Il y a bien des siècles, dans le village de Saint-Salomon, vivait un meunier aussi riche qu’avare. Peu soucieux du bien-être des autres, il ne pensait qu’à protéger ses biens des regards curieux et des mains trop habiles. Il rêvait d’entourer son moulin d’un mur de pierre infranchissable, un rempart qui dissuaderait les voleurs et affirmerait sa suprématie sur les terres environnantes.
Mais bâtir une telle fortification exigeait du temps, des bras et surtout de l’argent. Or, les maçons qu’il consulta demandèrent un prix qu’il jugea exorbitant. Refusant de délier sa bourse, le meunier s’impatienta. L’idée lui vint alors de s’adresser à un artisan d’un autre genre, un être dont on disait qu’il était capable d’élever des monuments en une nuit : le Diable en personne.
Par une nuit sans lune, il traça un pantacle sur le sol et invoqua le Malin. L’ombre surgit, imposante et ricanante, prête à négocier. « Je construirai ton mur avant l’aube », promit le Diable, « mais en échange, tu me donneras ce que tu as de plus précieux. »

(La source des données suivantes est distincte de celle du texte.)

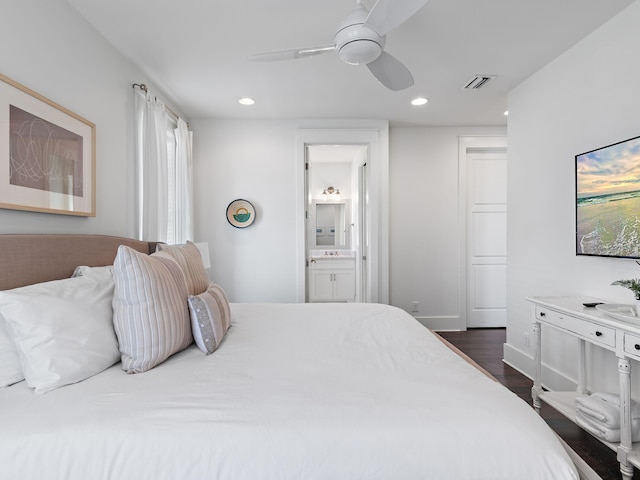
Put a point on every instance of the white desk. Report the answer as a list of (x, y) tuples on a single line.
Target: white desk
[(569, 315)]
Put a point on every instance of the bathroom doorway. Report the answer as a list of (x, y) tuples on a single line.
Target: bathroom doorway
[(372, 260), (336, 217)]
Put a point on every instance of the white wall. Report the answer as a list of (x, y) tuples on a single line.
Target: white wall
[(585, 99), (46, 46), (424, 221), (259, 161), (253, 160)]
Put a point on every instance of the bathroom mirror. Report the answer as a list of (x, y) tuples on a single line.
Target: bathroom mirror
[(329, 224)]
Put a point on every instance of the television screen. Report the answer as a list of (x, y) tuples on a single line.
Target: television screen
[(608, 200)]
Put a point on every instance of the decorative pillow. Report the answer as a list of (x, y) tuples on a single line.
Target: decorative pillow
[(62, 330), (10, 369), (188, 257), (223, 303), (150, 313), (207, 320)]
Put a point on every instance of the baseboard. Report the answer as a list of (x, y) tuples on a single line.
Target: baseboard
[(552, 379), (584, 470), (452, 323)]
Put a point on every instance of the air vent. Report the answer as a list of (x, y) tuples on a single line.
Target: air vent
[(478, 81)]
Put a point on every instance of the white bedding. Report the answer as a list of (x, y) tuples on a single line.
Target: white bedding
[(295, 391)]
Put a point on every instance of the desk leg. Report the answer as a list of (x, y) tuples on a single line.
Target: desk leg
[(582, 368), (624, 374), (537, 367)]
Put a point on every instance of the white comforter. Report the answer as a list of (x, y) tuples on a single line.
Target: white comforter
[(296, 391)]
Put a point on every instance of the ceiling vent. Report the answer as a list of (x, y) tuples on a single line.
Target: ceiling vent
[(477, 82)]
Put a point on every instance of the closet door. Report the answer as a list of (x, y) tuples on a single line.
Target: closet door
[(486, 238)]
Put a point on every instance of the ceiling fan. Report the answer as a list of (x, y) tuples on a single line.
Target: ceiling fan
[(361, 38)]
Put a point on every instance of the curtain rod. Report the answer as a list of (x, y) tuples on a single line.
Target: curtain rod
[(145, 89)]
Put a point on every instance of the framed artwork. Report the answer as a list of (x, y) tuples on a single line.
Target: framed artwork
[(47, 155)]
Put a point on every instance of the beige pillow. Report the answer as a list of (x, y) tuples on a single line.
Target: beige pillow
[(188, 257), (150, 313)]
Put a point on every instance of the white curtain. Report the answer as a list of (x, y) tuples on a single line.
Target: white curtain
[(164, 178), (184, 184)]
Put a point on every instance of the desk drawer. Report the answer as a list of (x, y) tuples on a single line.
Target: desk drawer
[(632, 345), (592, 332)]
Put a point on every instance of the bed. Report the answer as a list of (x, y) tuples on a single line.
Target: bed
[(292, 391)]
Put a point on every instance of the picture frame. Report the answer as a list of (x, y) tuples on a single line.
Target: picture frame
[(47, 154)]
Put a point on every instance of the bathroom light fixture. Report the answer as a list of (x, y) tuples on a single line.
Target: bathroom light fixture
[(331, 191)]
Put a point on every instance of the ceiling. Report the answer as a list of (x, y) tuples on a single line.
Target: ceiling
[(197, 51)]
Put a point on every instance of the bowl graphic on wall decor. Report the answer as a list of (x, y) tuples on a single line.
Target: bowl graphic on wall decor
[(240, 213)]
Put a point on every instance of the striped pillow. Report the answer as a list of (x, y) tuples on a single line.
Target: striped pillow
[(208, 320), (150, 313), (188, 257)]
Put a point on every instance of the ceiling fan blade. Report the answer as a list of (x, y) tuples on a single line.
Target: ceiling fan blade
[(391, 72), (388, 14), (292, 53)]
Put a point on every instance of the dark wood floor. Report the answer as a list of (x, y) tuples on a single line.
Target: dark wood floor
[(485, 346)]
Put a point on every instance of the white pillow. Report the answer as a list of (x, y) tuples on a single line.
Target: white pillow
[(85, 271), (150, 313), (207, 320), (10, 369), (62, 330)]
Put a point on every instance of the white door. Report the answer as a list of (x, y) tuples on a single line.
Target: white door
[(486, 238)]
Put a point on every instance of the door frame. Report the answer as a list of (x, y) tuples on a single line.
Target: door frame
[(377, 140), (477, 143)]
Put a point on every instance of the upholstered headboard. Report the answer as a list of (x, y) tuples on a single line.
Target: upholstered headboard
[(33, 258)]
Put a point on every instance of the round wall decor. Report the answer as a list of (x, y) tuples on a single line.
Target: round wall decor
[(240, 213)]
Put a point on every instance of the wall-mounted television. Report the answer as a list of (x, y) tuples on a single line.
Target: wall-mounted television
[(608, 200)]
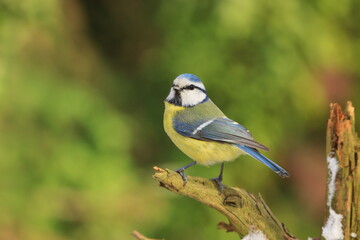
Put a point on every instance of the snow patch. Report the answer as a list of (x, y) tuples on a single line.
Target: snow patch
[(333, 169), (333, 227), (255, 235)]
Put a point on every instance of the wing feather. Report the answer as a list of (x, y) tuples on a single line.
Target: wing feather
[(219, 130)]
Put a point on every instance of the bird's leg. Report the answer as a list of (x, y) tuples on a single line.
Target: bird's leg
[(181, 171), (218, 179)]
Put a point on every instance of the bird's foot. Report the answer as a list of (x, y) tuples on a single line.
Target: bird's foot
[(219, 183), (183, 175)]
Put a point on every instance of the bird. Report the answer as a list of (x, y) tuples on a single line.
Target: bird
[(203, 132)]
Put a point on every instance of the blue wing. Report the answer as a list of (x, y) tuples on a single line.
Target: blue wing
[(219, 130), (228, 131), (258, 156)]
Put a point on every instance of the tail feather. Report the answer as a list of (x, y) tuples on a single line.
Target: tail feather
[(258, 156)]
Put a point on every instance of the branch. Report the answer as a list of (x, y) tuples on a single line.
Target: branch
[(343, 149), (247, 213), (139, 236)]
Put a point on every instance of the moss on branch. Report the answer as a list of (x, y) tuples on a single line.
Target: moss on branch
[(246, 212)]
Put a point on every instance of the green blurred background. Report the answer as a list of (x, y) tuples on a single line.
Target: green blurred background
[(82, 84)]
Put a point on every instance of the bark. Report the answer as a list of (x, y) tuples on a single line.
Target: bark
[(247, 213), (343, 144)]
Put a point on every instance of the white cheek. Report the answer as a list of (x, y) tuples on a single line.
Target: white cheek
[(171, 95), (192, 97)]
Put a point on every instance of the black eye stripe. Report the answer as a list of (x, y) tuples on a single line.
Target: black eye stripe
[(192, 87)]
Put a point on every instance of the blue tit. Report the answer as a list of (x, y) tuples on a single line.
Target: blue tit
[(203, 132)]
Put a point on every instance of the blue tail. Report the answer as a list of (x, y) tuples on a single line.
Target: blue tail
[(258, 156)]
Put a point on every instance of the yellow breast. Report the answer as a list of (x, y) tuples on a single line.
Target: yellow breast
[(204, 152)]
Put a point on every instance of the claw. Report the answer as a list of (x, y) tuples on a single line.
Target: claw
[(219, 183)]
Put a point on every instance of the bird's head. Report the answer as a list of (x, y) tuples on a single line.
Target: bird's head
[(187, 91)]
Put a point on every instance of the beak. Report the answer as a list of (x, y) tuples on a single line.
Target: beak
[(176, 88)]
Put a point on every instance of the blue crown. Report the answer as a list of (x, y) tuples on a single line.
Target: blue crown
[(190, 77)]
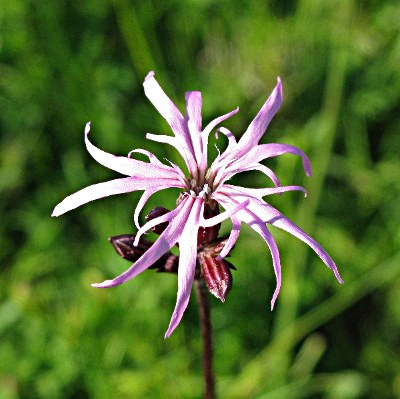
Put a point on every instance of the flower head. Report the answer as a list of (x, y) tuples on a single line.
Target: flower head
[(204, 188)]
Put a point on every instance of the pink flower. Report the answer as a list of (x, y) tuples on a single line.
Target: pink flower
[(205, 187)]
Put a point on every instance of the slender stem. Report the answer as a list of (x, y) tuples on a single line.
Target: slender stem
[(205, 325)]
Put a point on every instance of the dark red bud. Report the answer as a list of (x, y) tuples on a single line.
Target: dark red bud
[(124, 247), (216, 274), (155, 213)]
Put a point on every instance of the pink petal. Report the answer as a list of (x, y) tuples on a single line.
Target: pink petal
[(164, 243), (262, 192), (180, 146), (142, 202), (172, 115), (270, 215), (264, 151), (193, 119), (125, 165), (206, 132), (224, 215), (187, 263), (112, 187), (259, 125), (249, 217), (152, 157)]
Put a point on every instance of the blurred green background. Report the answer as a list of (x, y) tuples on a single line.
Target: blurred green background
[(64, 63)]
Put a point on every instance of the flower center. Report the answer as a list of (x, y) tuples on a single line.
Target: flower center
[(199, 191)]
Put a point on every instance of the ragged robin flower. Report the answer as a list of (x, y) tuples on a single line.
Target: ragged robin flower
[(204, 188)]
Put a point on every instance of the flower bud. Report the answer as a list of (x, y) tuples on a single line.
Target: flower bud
[(124, 247), (216, 274)]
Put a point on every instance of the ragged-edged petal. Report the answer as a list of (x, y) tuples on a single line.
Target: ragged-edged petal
[(142, 202), (164, 105), (285, 224), (208, 129), (125, 165), (187, 263), (270, 215), (262, 192), (224, 215), (225, 173), (259, 125), (168, 238), (167, 217), (180, 146), (256, 223), (264, 151), (193, 119), (106, 189), (151, 156), (206, 133), (169, 111)]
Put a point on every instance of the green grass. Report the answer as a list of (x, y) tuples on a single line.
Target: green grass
[(64, 63)]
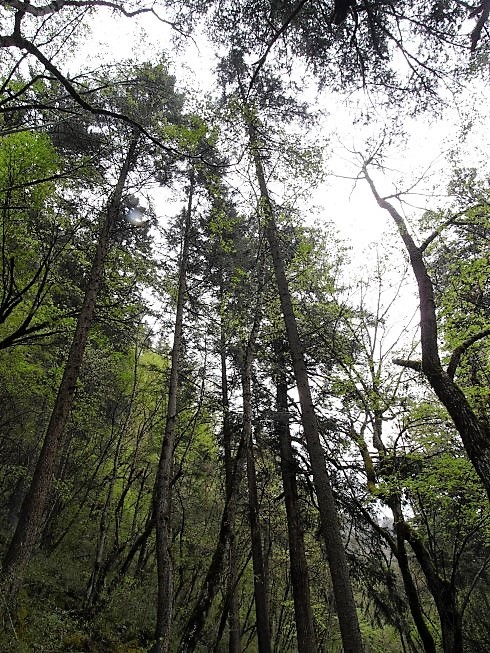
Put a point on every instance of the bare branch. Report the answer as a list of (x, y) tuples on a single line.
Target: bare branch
[(463, 347), (260, 63), (484, 10), (410, 364)]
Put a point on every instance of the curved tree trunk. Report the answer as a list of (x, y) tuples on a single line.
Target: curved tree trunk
[(305, 630), (163, 479), (24, 539), (330, 525), (474, 433)]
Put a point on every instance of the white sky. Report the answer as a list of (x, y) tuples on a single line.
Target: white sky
[(349, 205)]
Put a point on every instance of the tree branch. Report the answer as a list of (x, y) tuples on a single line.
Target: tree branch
[(410, 364), (463, 347)]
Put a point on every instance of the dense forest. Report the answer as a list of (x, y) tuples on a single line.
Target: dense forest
[(217, 434)]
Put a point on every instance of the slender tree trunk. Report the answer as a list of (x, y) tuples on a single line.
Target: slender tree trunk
[(162, 490), (210, 586), (444, 594), (474, 433), (260, 588), (234, 644), (23, 541), (97, 578), (339, 570), (299, 569), (408, 582)]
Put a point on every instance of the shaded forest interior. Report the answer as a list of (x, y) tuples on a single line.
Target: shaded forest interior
[(212, 439)]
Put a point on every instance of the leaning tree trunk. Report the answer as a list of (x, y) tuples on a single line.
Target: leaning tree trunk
[(260, 586), (474, 433), (330, 526), (162, 503), (443, 592), (23, 541), (305, 630), (225, 545)]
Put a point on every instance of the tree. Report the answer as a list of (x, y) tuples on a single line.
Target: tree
[(473, 431)]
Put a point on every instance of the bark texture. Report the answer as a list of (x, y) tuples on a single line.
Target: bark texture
[(474, 433), (330, 525), (24, 539), (162, 502), (305, 630)]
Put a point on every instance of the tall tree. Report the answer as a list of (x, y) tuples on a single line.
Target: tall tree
[(474, 431)]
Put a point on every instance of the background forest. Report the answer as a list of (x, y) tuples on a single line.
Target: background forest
[(219, 432)]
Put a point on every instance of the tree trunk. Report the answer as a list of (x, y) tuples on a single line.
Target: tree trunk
[(444, 594), (330, 526), (23, 541), (163, 478), (260, 588), (474, 433), (408, 582), (299, 570), (234, 644), (225, 545)]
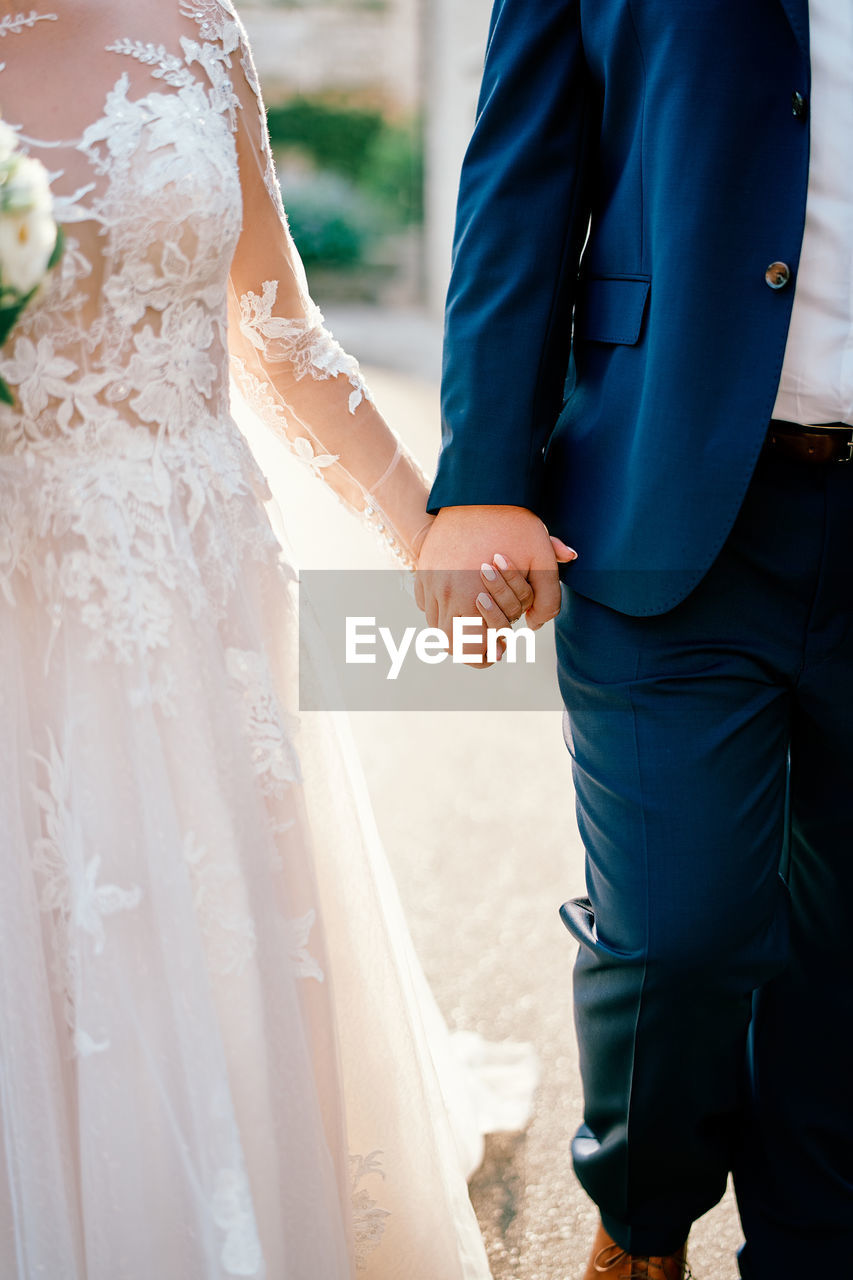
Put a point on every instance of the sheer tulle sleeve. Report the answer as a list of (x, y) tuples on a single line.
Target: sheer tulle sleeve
[(288, 366)]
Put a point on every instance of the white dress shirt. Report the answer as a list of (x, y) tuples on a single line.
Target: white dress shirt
[(817, 373)]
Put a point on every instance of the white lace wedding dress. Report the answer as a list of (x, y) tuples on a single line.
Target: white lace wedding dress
[(213, 1060)]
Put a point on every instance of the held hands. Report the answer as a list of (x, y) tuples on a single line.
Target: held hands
[(460, 574)]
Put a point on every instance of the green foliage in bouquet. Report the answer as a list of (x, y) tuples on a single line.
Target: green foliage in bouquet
[(31, 243)]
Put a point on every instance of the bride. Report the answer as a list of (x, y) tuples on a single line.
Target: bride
[(214, 1054)]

Le meunier hésita, feignant la réflexion, puis déclara : « Soit. Tu auras ma fille. Mais à une condition : le mur doit être achevé avant que le coq ne chante. »
Un sourire carnassier fendit le visage du démon. Il accepta, sûr de sa victoire. Sans perdre un instant, il se mit à l’ouvrage. À la lueur blafarde de la lune, les pierres s’empilèrent avec une rapidité inhumaine. Les fondations furent posées en un clin d’œil, les murs s’élevèrent dans un silence spectral. Le meunier observait, inquiet mais confiant dans son plan secret.
Alors qu’il ne restait plus qu’une pierre à poser, celle que le Diable portait à pleins bras, un cri strident brisa la nuit. Le chant du coq !
Le démon s’arrêta net, figé dans l’horreur. Trompé ! Le meunier avait ordonné à sa servante de tremper la volaille dans un seau d’eau glacée, la forçant à chanter avant l’heure.
Furieux d’avoir été dupé, le Diable laissa échapper un hurlement rageur. Dans un dernier accès de colère, il abattit la pierre avec une telle force qu’elle s’enfonça profondément dans le sol. Ses mains et ses bras y laissèrent une empreinte indélébile, marquant à jamais l’endroit de sa défaite. Puis, dans un tourbillon de fumée et de flammes, il disparut.
Depuis ce jour, le menhir de Bormouïs, surnommé la Pierre du Diable, se dresse seul, gardant le souvenir de cette ruse audacieuse. Les anciens racontent qu’en s’approchant de la pierre, on peut encore distinguer l’empreinte des mains du démon, figée pour l’éternité dans la roche froide.